Research Unit Tests

Regression tables report number of observations

Universal
blocker deterministic paper
Author: rdahis Version: 1 View on GitHub

What to Check

Every regression table must report the number of observations (N) for each column. N is the most basic check on whether the estimation sample matches the described sample. Missing N forces readers to guess; it also prevents catching errors in sample selection.

How to Check

  1. Identify all tables in the paper that report regression coefficients (OLS, IV, DiD, RDD, probit, etc.).
  2. For each such table, check whether each column (specification) reports N.
  3. N may appear as a row labeled “Observations”, “N”, “Obs.”, or similar — all are acceptable.
  4. Check that N values are plausible given the described sample: if the paper says the sample covers 500 municipalities over 10 years, a balanced panel would have N ≈ 5,000. Deviations should be explained (unbalanced panel, missing data, subsample).

Pass Condition

Every regression column in every regression table reports N, and the reported N values are consistent with the sample description in the data section.

Failure Examples

  1. Missing N row: A table with five columns showing coefficients, standard errors, and fixed effects indicators, but no row for observations.
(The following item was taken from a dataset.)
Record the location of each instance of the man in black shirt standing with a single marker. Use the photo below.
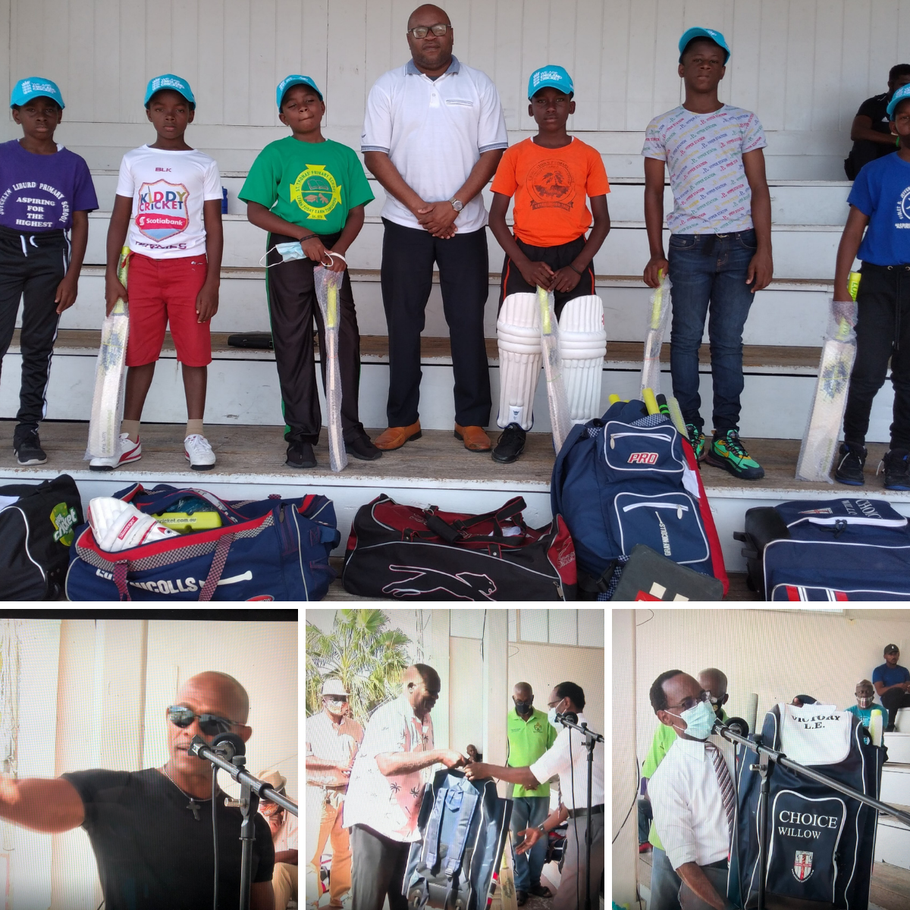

Fails: reader cannot verify sample.
  2. N present but implausible: Paper describes a sample of 1,200 firms, but Table 3 shows N = 40,000. No footnote explains the discrepancy. Fails: inconsistency suggests a sample selection error or mislabeled table.
  3. N only in the last column: Columns 1–4 are blank in the observations row; N is reported only in column 5. Fails: each specification may use a different sample; each column needs its own N.

References

  • Christensen, G., & Miguel, E. (2018). Transparency, reproducibility, and the credibility of economics research. Journal of Economic Literature, 56(3), 920–980.